Ciò allo scopo di diminuire l'apporto pubblico.

Fabrizio Viola e Cristiano Carrus, i due amministratori delegati di Banca Popolare di Vicenza e Veneto Banca, hanno partecipato oggi a Bruxelles, nella sede dell’Antitrust europeo, ad un incontro a livello tecnico sulla possibile ricapitalizzazione preventiva delle due banche venete.

L'incontro, iniziato nella tarda mattinata, è proseguito fino al tardo pomeriggio e non sono state formulate previsioni sull'orario di chiusura dei colloqui con i funzionari della direzione generale Concorrenza della Commissione.

Alla domanda formulata dai giornalisti a Viola prima del suo ingresso nella sede dell'Antitrust, il manager ha risposto «non lo so».

Al Banco Bpm non è arrivata nessuna richiesta di intervento aggiuntivo per le banche venete.

Così Giuseppe Castagna, consigliere delegato del gruppo bancario, interpellato da Radiocor a margine dell'assemblea di Confindustria.

Secondo indiscrezioni, per dare il via libera al piano di ricapitalizzazione precauzionale di Popolare Vicenza e Veneto Banca, Bruxelles vorrebbe un'iniezione aggiuntiva di capitale privato come condizione per dare il suo assenso.

Intervento che l'azionista Atlante non è in grado di affrontare e che quindi potrebbe toccare al braccio volontario del Fondo interbancario.

Castagna ricorda la sua posizione contraria a fornire ulteriori risorse per interventi di salvataggio in una fase in cui le banche, come nel caso di Banco Bpm, sono impegnate nei cantieri interni per lo sviluppo.

Sul tema è intervenuto anche il governatore del Venet, Luca Zaia, che rimaca come per Popolare di Vicenza e Veneto Banca «l’intervento pubblico è indispensabile» ma «dal governo ancora nessun segnale».

Il governatore ha preso spunto dalla posizione espressa oggi a margine dell’assemblea di Confindustria dall’ad di Intesa Sanpaolo, Carlo Messina che per Zaia ha pronunciato «parole inequivocabili e definitive».

«È ridicolo pensare che i privati, che in quelle banche hanno già perso milioni, possano sobbarcarsi un altro miliardo di intervento finanziario», ha aggiunto commentando le indiscrezioni dei giorni scorsi.

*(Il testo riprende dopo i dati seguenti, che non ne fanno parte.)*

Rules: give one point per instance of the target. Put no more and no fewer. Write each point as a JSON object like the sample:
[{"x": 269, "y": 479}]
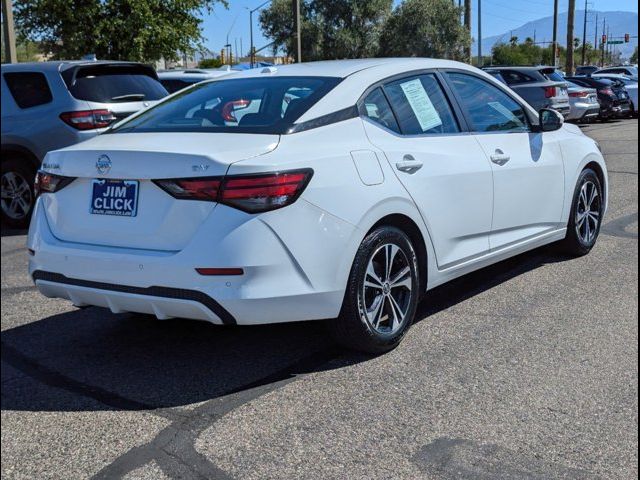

«Alla faccia dei tanti che dispensano consigli e ricette, salvo poi dare il cattivo esempio, e ogni riferimento è puramente casuale - aggiunge il governatore - mi pare che Messina inquadri perfettamente la situazione, sia dal punto di vista tecnico che politico. Egli non ha sicuramente letto le voci perplesse che si levano da alcuni fra i più autorevoli esponenti del mondo imprenditoriale veneto riguardo all’intervento da un miliardo. Aldilà della necessità o meno di tale somma, sulla cui opportunità lascio il giudizio a Messina, constato che il Governo è assente, sia a Roma che a Bruxelles».

«Spero di essere smentito nelle prossime ore - prosegue Zaia - ma le parole dell’ad di Intesa Sanpaolo mi pare siano scolpite nella pietra. Le condivido pienamente e spero che possano fare da monito rispetto alla necessità di interventi senza incertezze sulla strada del risanamento».

«Sulla soglia della ripresa dopo otto anni di crisi - conclude il presidente del Veneto - non ci si può permettere che due banche, che hanno avuto un ruolo storico e fondamentale nello sviluppo del Veneto, finiscano nelle mani di qualcuno che, da Londra o chissà dove, decida quali crediti dare e a chi, ignorando la specificissima realtà di questo territorio e dei distretti industriali che lo caratterizzano».

Sulle banche venete e sul miliardo di euro aggiuntivo richiesto dall'Unione Europea «è necessario accelerare e farsi rispettare in tutte le sedi in cui se ne parla, bisogna fare presto, non possiamo aspettare per mesi e mesi per un loop burocratico fra soggetti che si palleggiano».

Così Carlo Messina, amministratore delegato di Intesa Sanpaolo, al termine dell'assemblea di Confindustria, aggiungendo: «Padoan lo sta già facendo, sta accelerando».

La soluzione per le banche in difficoltà «doveva essere affrontata con maggiori investimenti da parte del Fondo Atlante sulle sofferenze bancarie, sono stato l'unico insieme all'avvocato Guzzetti ad avere difeso il fatto che Atlante dovesse investire il 100% dei suoi fondi sulle sofferenze bancarie», ha aggiunto Messina.